“先生,”土層挖到過半,嚴會停下手中的鐵鍬看著地上的碎片。
嚇得拿著鐵鍬的手都止不住的顫抖。
這料子是季瀾今日禮服的料子。
該不會…………
“讓開!”冬日深夜,山風狂嘯,季明宗跪坐在地上發了瘋似的徒手挖著土層。
陳鬆陽認識他臨近三十餘載,何曾見過他如此失態。
他現如今的不安與顫栗,賽過那年英國的冬令時。
05年深冬,二人坐在他英國住所裡開懷暢聊,飲酒過半,他譏諷開口,直言自己不該來到這個世界上。
悲痛之情難以掩飾。
激動之餘,他一句何德何能道出那些年的心酸往事。
他何德何能,讓這普天之下跟他流著同樣血跡的親人,舉起了同樣的刀子,朝向同一個地方。

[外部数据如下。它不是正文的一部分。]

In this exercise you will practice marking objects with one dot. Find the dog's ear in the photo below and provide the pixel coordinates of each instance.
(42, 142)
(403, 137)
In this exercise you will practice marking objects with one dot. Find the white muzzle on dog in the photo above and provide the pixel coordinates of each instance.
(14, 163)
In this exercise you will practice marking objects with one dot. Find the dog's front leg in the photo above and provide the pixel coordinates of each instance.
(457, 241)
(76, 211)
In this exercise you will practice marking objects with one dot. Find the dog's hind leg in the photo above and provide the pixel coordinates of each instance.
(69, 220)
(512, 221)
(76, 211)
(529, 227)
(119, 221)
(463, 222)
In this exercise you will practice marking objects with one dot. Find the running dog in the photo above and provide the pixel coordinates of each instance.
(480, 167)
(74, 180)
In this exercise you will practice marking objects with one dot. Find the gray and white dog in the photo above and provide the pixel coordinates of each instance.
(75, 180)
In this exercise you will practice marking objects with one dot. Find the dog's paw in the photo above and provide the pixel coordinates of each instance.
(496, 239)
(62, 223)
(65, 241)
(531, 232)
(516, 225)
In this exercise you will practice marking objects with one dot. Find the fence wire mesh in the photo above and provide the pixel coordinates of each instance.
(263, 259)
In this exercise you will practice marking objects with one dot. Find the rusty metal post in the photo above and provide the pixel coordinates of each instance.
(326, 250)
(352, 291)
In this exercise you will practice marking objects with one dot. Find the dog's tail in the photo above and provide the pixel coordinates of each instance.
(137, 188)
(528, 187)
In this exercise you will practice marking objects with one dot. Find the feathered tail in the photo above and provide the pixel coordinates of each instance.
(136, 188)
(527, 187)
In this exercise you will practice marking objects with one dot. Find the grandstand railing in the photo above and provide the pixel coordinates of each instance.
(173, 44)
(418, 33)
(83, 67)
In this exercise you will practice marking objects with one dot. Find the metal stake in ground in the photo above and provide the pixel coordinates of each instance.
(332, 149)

他奮起反抗,一步一個血跡立在山頂之巔,讓人尊稱一聲季董,原以為這種窘迫會自己消失。
可現如今,悲痛重演。
隻不過對象換成了他的妻兒。
劊子手從不會因為你強大了而止住殺戮!
他們隻會改變方向。
轟隆…………
悶雷閃過,天際被劈開裂痕。
陳鬆陽丟掉衿貴在另一側扒拉著土層,直至見底……
“明宗,沒人。”
“明宗!”陳鬆陽拉起雙眼猩紅的男人,怒喝聲在山林間響起時,季明宗才堪堪回神。
像是被人抽走了魂魄,找不到歸家的方向。
不待陳鬆陽再度開口,他倉惶轉身朝著季家莊園去。
莊園裡,季明宗的人扣住了季家人,院子裡的保安倒了一片又一片,季宏義妄圖拿手機報警,被趙嘉淮抽走了手機。
丟在不遠處。
“趙嘉淮,你彆忘了我是誰。”
“季總,季家出了這種事情很光榮嗎?這麼喜歡報警?不如我請媒體來喝喝茶?”
“買凶殺人這條罪名就能讓你吃不了兜著走。”
“空口定罪?趙公子就是這麼管理家族企業的?”季宏義冷聲質問,他怎麼說都跟趙嘉淮父親是平輩人,什麼時候輪到他一個黃毛小兒到自己跟前來放肆了?
“你沒乾?其他人也沒乾?”趙嘉淮目光有意無意落在鄧宜身上。
身側有人將手機遞過來。上麵放著照片。